No bathtub or shower; a common toilet outside. Mosquitoes entered through holes in the net canopies over our beds; we chased them out and tried to stop up the holes. Odors of spice and grease from cooking done in a charcoal fireplace in the outdoor court assailed our nostrils all night.
I carried my own towel and soap and a sanitary kit containing bottles of medicated alcohol, witch hazel, iodine, and kindred things. Next morning my traveling companions watched me in wonderment as I wet a wash-cloth with alcohol and gave myself a sponge bath. I explained that I did this always when no bath water could be had, and shared the alcohol with them. They found its cooling effect to their liking, and used it with enthusiasm. On succeeding trips I brought a larger supply, plus olive oil for the hair and citronella oil to keep mosquitoes away. While speaking in Lares, a small town, I noticed a woman with hollow eyes listening intently. Something about her caught my special attention. After a while, I saw her slump in a faint.
I halted the proceedings. One of the men carried her to another room, and I followed with my first aid kit. Loosening her clothing, I discovered that she wore a man's full-length union suit, winter weight, and was pregnant. I revived her, then asked a few questions. She was weak from undernourishment. I gave her warm milk and crackers from my lunch box.
Several days later another woman fainted from hunger as I spoke in a crowded high school in Aguada. This time I was better prepared. I had brought a bigger thermos bottle filled with hot milk-and-water, plenty of crackers, and bars of chocolate.
Others fainted at subsequent meetings, and I took to carrying a liberal supply of emergency foods on all my trips. Always now, before the speeches started, I inquired whether any of those present had come without eating. If so, we supplied light food to them.
Sleek, fat cattle grazing in green pastures, but no milk for mothers or babies in tens of thousands of huts and shacks. Warehouses in port towns groaning with food and other necessaries, to be exported at a handsome profit by the few who controlled production. Hunger and disease everywhere in this paradise÷and bureaucracy and callous indifference. The poor and famished reduced to statistics by officeholders who dined sumptuously at their clubs.

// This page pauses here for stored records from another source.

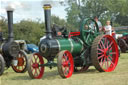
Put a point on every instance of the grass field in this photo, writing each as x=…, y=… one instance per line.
x=91, y=77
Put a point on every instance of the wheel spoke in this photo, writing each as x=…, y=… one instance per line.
x=112, y=53
x=100, y=56
x=110, y=49
x=102, y=44
x=110, y=44
x=101, y=50
x=111, y=62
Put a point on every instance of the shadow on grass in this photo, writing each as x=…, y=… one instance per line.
x=47, y=75
x=51, y=75
x=89, y=71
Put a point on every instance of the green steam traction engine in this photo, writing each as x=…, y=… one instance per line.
x=75, y=52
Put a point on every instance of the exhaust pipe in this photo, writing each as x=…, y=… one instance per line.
x=10, y=24
x=47, y=13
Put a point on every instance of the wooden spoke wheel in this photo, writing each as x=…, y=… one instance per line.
x=104, y=53
x=34, y=70
x=123, y=45
x=65, y=64
x=22, y=63
x=81, y=69
x=2, y=65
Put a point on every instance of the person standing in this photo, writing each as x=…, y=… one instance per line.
x=108, y=28
x=93, y=26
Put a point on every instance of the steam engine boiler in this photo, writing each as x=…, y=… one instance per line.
x=76, y=52
x=11, y=53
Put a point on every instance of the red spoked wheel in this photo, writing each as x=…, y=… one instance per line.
x=104, y=53
x=65, y=64
x=34, y=70
x=22, y=63
x=81, y=69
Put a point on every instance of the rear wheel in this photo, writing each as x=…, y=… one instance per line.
x=104, y=53
x=2, y=65
x=34, y=70
x=65, y=64
x=123, y=45
x=22, y=63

To my delight I found that Puerto Ricans were not only born orators, but good listeners as well. Sometimes when we arrived at a meeting already in progress, one of them would be reciting a long poem, perhaps his own, on the beauties of the island, and the people's love for it. Audiences would listen for hours to such recitals. I thought of it as anodyne to them, their troubles lost in the melody of the spoken words. Local musicians, too, contributed diversion. Their rhythms to me seemed primitive and weird. One rainy night we finished a meeting at 10, and drove on to another town, where I was scheduled to speak. Delayed, we did not arrive until 11. I expected to find the audience gone, but to my astonishment the big high school auditorium was packed with men, women, and children listening to a recitation by a local poet. So eager were they for information about the union that none left until the meeting ended, after midnight.
In some needle trades centers, we found that the manufacturers were reclassifying their employes to evade the requirements of the NRA Code. Hundreds in the factories had been discharged, and the work given to contractors who would later take it into the hills for the home workers. Thus in countless instances the processes of pulling threads to cut squares for handkerchiefs, tru tru (hemstitching), and machine sewing had been transferred to home workers. The machines, of an archaic model never seen in the States, were either lent or rented at a high price.
Before the Code was established some of the faster workers were able to earn $5 or a little more a week during the busy season. By shunting the bulk of the work to the homes, the employers got by with a payment of only $2 a week to each individual under the Code. In due time I met and talked with most of the important officials, including Governor Blanton Winship, the Federal Relief Administrator, and various Senators. Upon each I urged the necessity of establishing kindergartens and clinics to teach women personal hygiene, having public nurses visit the homes÷and starting continuation schools for young people who had been compelled to go to work at an early age.
All these officials appeared to react favorably; but I had heard too often the phrase Manana por la manana (tomorrow morning) in that Caribbean isle. There were too many "tomorrow mornings."
Teresa Anglero and I visited the Commissioner of Education, Senor Aran, and put before him a detailed plan, which, as an initial step, called for establishment of workers' educational classes at the Labra School in San Juan, and at Rio Pedras, Loiza, Carolina, and Bayamon. Senor Aran approved of our plan, and $5,000 was set aside by his department for that purpose. The classes dealt English, Spanish, public speaking, history and methods of the labor movement, sociology, and health problems, with emphasis on the last.
Now I wrote to Hilda Worthington Smith, formerly dean at Bryn Mawr College, who was then living in Washington. She held an important post on the WPA Workers' Education Project as a specialist in that field. I asked her to use her influence on behalf of the Puerto Ricans, and she got busy at once. Later she advised me that the Federal Relief Administration had given a grant for a workers' training center on the island. The following year, thanks to Miss Smith's intercession, a summer school for workers was set up in San Juan, on the campus of the University of Puerto Rico.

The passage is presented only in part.